Critics have questioned Dr. Holmes’ and his colleagues’ ability to be certain that a Huanan animal was responsible. However, it’s possible that there are other cases of pneumonia that haven’t been recognised as early Covid infections.

Expert on biosecurity at King’s College London, Filippa Lentzos, said, “We still know far too little about the earliest cases — and there are likely additional cases we do not know about” to draw final conclusions. For me, both natural and research-related origins are possible.

Another issue is that if infected animals did in fact start the pandemic, no one will ever find out who they are. The Chinese C.D.C. arrived at the market in January 2020 to investigate and found that all of the animals had been slaughtered.
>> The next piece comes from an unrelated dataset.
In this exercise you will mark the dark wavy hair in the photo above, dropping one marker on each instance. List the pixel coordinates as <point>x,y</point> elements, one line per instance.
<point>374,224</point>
There is, however, ample evidence to support Dr. Holmes’ claim that animal markets could lead to another pandemic. After conducting research on 18 commonly sold animal species in China and the United States, he and his Chinese colleagues recently published a study.

Dr. Holmes Described Them as Being “Completely Infected” With Various Viruses.

More than 100 viruses that can infect vertebrates, including some that could be dangerous to humans, have been discovered. Bird flu infected badgers, and canine coronaviruses were recently found infecting raccoon dogs, for example. Human viruses had infected some of the animals as well.

Dr. Holmes has argued that the simplest way to reduce the likelihood of future pandemics is to conduct studies like this one at the human-wildlife interface. Because of his own discoveries of new viruses, he’s come to the conclusion that trying to catalogue every possible threat in wildlife is pointless.

If you sampled every virus out there, you’d never know which one could infect humans, said Dr. Holmes. “I don’t see how that could work.”